Mast cell tryptase and photoaging: possible involvement in the degradation of extra cellular matrix and basement membrane proteins

  • Arunasiri IddamalgodaEmail author
  • Quang Trong Le
  • Kenichi Ito
  • Kiyotaka Tanaka
  • Hiroyuki Kojima
  • Hiroshi Kido
Original Paper

Abstract

Mast cells are widely distributed in the connective tissue of the body, but are particularly prominent in tissues such as skin. An increased number of mast cells can be found in the dermis under inflammatory conditions and ultraviolet (UV) exposed skin. Previous investigations have identified matrix metalloproteinases (MMPs) as key enzymes in the degradation of extra cellular matrix (ECM). This study reports about the potential contribution of human mast cell tryptase as a new triggering enzyme in matrix degradation process. Recent studies suggest that mast cell-derived proteases can activate MMPs. We investigated both the degradation of cellular matrix components and activation of MMPs by human tryptase. Mast cells are increased in photoaged skin and the increase of mast cell tryptase in UV irradiated skin was confirmed.

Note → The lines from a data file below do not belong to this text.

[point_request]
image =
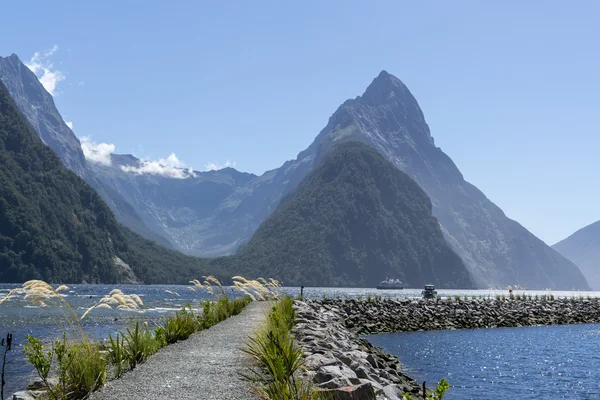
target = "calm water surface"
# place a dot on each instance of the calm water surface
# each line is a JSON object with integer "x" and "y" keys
{"x": 545, "y": 362}
{"x": 21, "y": 318}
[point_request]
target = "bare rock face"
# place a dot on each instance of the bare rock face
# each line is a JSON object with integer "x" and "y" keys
{"x": 497, "y": 250}
{"x": 214, "y": 213}
{"x": 125, "y": 273}
{"x": 38, "y": 107}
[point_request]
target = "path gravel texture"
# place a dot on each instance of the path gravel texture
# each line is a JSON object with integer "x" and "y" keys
{"x": 206, "y": 366}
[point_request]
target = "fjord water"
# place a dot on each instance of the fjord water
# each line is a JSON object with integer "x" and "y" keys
{"x": 540, "y": 362}
{"x": 21, "y": 318}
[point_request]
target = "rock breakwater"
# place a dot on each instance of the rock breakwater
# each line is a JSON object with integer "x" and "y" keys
{"x": 398, "y": 315}
{"x": 338, "y": 360}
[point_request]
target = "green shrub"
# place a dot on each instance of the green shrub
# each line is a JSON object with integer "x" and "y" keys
{"x": 278, "y": 358}
{"x": 440, "y": 390}
{"x": 178, "y": 326}
{"x": 80, "y": 366}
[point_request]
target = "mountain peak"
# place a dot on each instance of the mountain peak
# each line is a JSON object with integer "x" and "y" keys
{"x": 386, "y": 88}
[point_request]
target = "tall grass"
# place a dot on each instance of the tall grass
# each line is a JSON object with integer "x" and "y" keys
{"x": 79, "y": 363}
{"x": 179, "y": 326}
{"x": 278, "y": 358}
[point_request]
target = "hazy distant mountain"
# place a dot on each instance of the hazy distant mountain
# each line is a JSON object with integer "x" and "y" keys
{"x": 497, "y": 250}
{"x": 583, "y": 248}
{"x": 353, "y": 221}
{"x": 37, "y": 105}
{"x": 53, "y": 226}
{"x": 213, "y": 213}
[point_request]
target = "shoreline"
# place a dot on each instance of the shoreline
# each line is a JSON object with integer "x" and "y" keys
{"x": 339, "y": 360}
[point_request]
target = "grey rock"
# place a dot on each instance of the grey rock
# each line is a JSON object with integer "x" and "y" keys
{"x": 329, "y": 372}
{"x": 391, "y": 392}
{"x": 362, "y": 391}
{"x": 315, "y": 361}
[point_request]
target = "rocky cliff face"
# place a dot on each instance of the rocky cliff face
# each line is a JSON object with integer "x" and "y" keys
{"x": 583, "y": 248}
{"x": 354, "y": 220}
{"x": 497, "y": 250}
{"x": 213, "y": 213}
{"x": 38, "y": 107}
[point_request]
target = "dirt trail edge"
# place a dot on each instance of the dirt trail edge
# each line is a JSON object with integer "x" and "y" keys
{"x": 206, "y": 366}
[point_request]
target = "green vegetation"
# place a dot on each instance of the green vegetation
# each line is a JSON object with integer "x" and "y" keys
{"x": 355, "y": 210}
{"x": 278, "y": 358}
{"x": 55, "y": 227}
{"x": 6, "y": 345}
{"x": 81, "y": 365}
{"x": 353, "y": 221}
{"x": 440, "y": 390}
{"x": 178, "y": 327}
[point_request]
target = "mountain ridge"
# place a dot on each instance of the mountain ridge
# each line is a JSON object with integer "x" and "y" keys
{"x": 498, "y": 250}
{"x": 352, "y": 221}
{"x": 583, "y": 248}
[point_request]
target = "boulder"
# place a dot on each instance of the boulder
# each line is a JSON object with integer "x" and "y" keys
{"x": 364, "y": 391}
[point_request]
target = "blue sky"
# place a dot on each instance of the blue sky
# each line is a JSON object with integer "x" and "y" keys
{"x": 509, "y": 88}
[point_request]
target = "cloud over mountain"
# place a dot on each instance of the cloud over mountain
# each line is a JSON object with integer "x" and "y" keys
{"x": 170, "y": 167}
{"x": 98, "y": 153}
{"x": 44, "y": 69}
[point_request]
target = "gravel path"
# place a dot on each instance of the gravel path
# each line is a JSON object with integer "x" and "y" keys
{"x": 206, "y": 366}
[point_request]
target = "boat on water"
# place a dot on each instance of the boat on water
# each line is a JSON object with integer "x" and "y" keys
{"x": 429, "y": 292}
{"x": 391, "y": 284}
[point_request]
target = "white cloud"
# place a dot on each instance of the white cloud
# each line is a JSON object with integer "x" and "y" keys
{"x": 44, "y": 69}
{"x": 98, "y": 153}
{"x": 170, "y": 167}
{"x": 211, "y": 166}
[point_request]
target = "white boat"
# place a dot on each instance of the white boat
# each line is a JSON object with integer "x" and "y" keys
{"x": 429, "y": 292}
{"x": 391, "y": 284}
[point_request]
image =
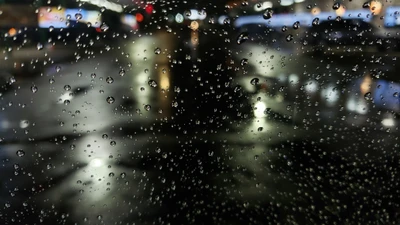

Human mast cell tryptase was purified from human tonsils by a series of standard chromatographic procedures. Degradation of collagen type I was achieved by incubation of human type I collagen with tryptase and the fragments were quantified by SDS-PAGE and staining with Coomassie Brilliant Blue 250-R (CBB). Treatment with tryptase resulted in the activation of proMMP-9 as revealed by gelatinolytic activity in type IV collagen zymography. When tryptase was incubated with human type IV collagen, gradual degradation of intact collagen was detected by Western blotting. Furthermore, type IV collagen degradation was observed in the basement membrane (BM) of a three-dimensional (3D) skin model. Degranulation of mast cells, which release tryptase, can activate MMPs and causes direct damage to ECM proteins. These findings strongly implicate that tryptase either alone or in conjunction with activation of MMPs, can participate in ECM damage and the possible destruction of BM leading to photoaging.

Keywords

Tryptase Collagen MMP Mast cells Photoaging 

Abbreviations

UV

Ultraviolet

MMPs

Metalloproteinases

ECM

Extra cellular matrix

CBB

Coomassie brilliant blue 250-R

BM

Basement membrane

Notes

Conflict of interest statement

None of the authors has any potential conflict of interest.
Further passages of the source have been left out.